GR L 13066; (April, 1958) (Digest)
G.R. No. L-13066; April 30, 1958
CONSUELO FA. ALVEAR, petitioner, vs. THE COMMISSION ON ELECTIONS, respondent.
FACTS
Petitioner Consuelo Fa. Alvear, a qualified candidate for Senator, filed her certificate of candidacy with the Commission on Elections (COMELEC) on August 13, 1957. On September 30, 1957, the COMELEC adopted a resolution requiring petitioner and other candidates to submit no less than 140,000 copies of their certificates of candidacy by October 21, 1957, and to defray the expenses for their distribution, under penalty of not having their candidacy given due course. Petitioner protested this resolution on October 14, 1957, branding it as arbitrary, discriminatory, and beyond the COMELEC’s legal power. The COMELEC denied her protest on October 20, 1957. The COMELEC, in its defense, asserted it had discretionary power to not give due course to a certificate of candidacy if filed not in good faith, and that the resolution was adopted to protect public funds from candidates who might not file in good faith, as the printing and distribution for a senatorial candidate cost the government around P5,000.
ISSUE
Whether the COMELEC has the discretionary power to impose the condition of submitting and paying for 140,000 copies of a certificate of candidacy as a prerequisite for giving due course to a candidacy for Senator.
RULING
No. The COMELEC’s resolution is annulled. Under Section 36 of the Revised Election Code, a candidate for Senator is only required to furnish ten copies of the certificate of candidacy to the COMELEC. It is the express ministerial duty of the COMELEC to prepare and distribute the necessary copies to all election precincts. The Court, citing Abcede v.

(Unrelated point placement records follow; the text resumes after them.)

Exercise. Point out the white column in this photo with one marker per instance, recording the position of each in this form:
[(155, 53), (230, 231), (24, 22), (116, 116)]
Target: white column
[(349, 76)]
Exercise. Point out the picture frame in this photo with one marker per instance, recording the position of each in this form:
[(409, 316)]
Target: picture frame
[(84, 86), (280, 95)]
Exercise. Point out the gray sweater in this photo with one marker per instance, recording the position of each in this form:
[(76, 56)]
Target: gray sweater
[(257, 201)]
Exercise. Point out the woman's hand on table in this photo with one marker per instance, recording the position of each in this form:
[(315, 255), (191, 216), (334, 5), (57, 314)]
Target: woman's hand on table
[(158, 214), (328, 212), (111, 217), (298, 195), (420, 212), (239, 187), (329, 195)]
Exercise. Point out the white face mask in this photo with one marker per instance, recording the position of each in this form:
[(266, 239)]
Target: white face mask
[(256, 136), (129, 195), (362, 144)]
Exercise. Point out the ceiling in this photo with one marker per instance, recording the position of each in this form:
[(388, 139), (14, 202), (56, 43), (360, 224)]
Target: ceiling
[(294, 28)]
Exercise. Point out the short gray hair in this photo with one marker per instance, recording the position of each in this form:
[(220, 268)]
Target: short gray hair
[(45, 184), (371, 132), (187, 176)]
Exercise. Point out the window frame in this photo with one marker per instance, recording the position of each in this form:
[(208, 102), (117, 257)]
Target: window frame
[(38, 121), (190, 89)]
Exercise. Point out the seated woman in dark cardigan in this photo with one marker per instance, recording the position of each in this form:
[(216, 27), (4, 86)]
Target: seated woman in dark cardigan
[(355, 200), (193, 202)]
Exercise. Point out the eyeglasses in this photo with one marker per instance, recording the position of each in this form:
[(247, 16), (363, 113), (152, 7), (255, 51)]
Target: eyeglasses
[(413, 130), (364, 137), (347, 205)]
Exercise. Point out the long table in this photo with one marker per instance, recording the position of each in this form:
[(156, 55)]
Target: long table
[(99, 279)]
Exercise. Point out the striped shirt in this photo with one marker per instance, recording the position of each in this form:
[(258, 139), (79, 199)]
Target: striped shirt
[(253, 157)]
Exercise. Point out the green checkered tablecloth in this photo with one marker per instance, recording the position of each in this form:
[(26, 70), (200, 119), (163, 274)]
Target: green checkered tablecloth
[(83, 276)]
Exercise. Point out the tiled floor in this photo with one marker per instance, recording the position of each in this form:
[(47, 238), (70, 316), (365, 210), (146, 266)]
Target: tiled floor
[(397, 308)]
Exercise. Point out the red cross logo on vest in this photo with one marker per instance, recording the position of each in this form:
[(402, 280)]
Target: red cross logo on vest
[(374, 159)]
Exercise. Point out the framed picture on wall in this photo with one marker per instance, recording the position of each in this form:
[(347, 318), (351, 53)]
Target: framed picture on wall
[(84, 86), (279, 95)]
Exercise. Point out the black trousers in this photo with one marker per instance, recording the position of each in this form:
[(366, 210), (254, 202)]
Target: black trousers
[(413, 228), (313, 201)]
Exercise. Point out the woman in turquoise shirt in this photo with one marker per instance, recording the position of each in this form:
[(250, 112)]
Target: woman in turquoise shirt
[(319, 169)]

Imperial, held that the COMELEC has a ministerial duty to receive the certificate and, by implication, a ministerial duty to comply with the preparation and distribution mandate. The COMELEC’s concern about protecting public funds from candidates who may not file in good faith does not justify imposing additional requirements beyond the law. If the COMELEC believes the law imposes an unnecessary burden, the remedy is to seek an amendment from Congress, not to alter the law through its own resolution. This case is distinguished from Garcia v. Imperial, where the COMELEC properly exercised its discretion to prevent a candidacy filed in bad faith to create confusion among voters, a situation not present here. The writ of preliminary injunction is made permanent.